Apart from general smaller RA guiding issues due to a potential sub-optimum PEC curve, and issues related to poor seeing,  cloud & loss of guide star, there is a more specific issue that affects random frames acquired for target observations typically those lying west of the meridian.

Data

The guiding data below relates to data collected by the guide camera on the guidescope which is attached firmly to fork-mounted LX200 Telescope.

The following example (S852, Guide Run 6, NGC 2782) shows a target lying east of meridian with a 'normal' quality of guiding over a 16 minute run (5x180s sub-frames). The average RMS of 1.08" is reasonable, giving the FWHM of 2.64" (Zenith FWHM 2.60") as determined by the target's focusing profile.  Guide Frames are 1.5s exposures.   Although this example comes from east of the Meridian,  equally good results are obtained for some observations west of the meridian, but more rarely so.

Example of a Target showing 'normal' quality of guiding over a 16 minute interval Declination drift (slightly to south) relatively well controlled (Dec), some residual Periodic Error/Random mechanical movement  (RA)  plus normal seeing variations ( RA & Dec)

Autofocusing Profile collected whilst the guiding was settling.  It shows that the seeing (FWHM 2.6") was fairly reasonable.

For some targets (most typically those lying in the western sky) the quality of autoguiding is distinctly poorer.  Typically the poor guiding is associated with intervals where guide star drifts away from the lock position in Declination despite guide output trying in vain to correct the error.  Sometimes there are also larger RA execusions but not usually.  Between intervals with poor guiding there are intervals when the guiding is ok/normal. The issue is well illustrated by the example below (S852, Guide Run 1, NGC 684). This was also a 16 minute imaging run with 5x180s sub-frames. The average RMS was 2.6".  Seeing  (FWHM 3.06") was slightly poorer than above 'good example' due to a low altitude but this can't explain the poor guide RMS, nor can the passage of any clouds (the guide star SNR is consistently high).

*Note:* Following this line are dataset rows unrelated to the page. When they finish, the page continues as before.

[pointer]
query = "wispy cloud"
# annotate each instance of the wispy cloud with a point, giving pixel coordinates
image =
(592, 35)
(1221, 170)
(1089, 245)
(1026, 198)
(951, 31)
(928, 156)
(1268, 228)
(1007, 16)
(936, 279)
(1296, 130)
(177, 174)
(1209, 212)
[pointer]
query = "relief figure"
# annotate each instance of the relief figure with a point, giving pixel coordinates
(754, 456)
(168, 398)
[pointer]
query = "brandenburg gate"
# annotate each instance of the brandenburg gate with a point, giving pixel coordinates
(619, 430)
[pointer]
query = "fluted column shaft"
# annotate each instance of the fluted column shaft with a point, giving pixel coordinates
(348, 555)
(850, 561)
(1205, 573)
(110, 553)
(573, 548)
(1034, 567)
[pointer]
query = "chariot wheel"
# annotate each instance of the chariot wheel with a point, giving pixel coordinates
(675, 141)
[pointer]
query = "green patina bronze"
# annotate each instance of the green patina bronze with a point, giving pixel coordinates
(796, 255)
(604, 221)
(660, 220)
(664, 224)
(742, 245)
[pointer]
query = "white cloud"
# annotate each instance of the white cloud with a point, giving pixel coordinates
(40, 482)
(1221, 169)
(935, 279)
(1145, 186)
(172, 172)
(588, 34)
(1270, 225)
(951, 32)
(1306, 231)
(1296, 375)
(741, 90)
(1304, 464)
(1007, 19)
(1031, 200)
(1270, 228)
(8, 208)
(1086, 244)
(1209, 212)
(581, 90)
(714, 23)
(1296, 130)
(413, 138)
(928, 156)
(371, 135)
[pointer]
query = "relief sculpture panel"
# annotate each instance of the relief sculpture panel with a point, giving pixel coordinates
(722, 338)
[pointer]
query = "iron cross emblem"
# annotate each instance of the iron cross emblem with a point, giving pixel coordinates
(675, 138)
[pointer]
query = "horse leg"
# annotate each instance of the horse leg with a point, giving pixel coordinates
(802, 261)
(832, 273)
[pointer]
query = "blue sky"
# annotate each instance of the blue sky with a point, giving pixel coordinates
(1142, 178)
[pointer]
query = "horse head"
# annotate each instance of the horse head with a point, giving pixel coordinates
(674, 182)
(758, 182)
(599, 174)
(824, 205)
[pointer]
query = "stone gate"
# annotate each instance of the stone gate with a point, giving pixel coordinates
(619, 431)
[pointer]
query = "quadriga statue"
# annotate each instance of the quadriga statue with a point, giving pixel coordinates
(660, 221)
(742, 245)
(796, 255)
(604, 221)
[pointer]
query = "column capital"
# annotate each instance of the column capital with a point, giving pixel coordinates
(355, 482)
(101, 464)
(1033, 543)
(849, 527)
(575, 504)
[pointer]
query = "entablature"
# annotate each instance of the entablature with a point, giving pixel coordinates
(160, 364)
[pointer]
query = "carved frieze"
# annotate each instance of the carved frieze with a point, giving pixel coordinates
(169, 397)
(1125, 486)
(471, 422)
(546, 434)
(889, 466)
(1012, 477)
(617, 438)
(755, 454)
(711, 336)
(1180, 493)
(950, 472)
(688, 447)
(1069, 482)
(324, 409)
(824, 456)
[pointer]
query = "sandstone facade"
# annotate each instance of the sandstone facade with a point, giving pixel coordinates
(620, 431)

Example of a Target showing 'poor' quality of guiding over a 16 minute interval Declination drift ( to north) corrected over some intervals, but in other intervals Dec guide corrections have no effect (Dec) ,  some residual periodic error & random mechanical with larger unexplained -ve RA excursions over some intervals (RA),  plus normal seeing variations ( RA & Dec)

 

An earlier guide run from session S848 (2021-01-11) showing a particular anomalous 6 arc sec Dec Drift in it final (5th) frame and the case was analysed in detail (See Investigation - Autoguiding Issues (Uncorrected Dec drift during Guide Run 4) ).  After acquiring  4 x 180s with more or less acceptable guiding, the guide star drifted 6" away from Lock Position even though Dec Guide corrections where being made.  The small picture inserts on the guiding chart show expected (simulated) star shapes based on the guide error seen. Looking at the simulated star shape for Frame 5 It would be expected that Frame 5 would have been deemed unusable and would have been thrown away to make a 4 x 180s stack of the first 4 frames only.  In fact the effect on Frame 5 image was minimal and the frame was included in the original 5 x 180s final stack (after alignment of frames).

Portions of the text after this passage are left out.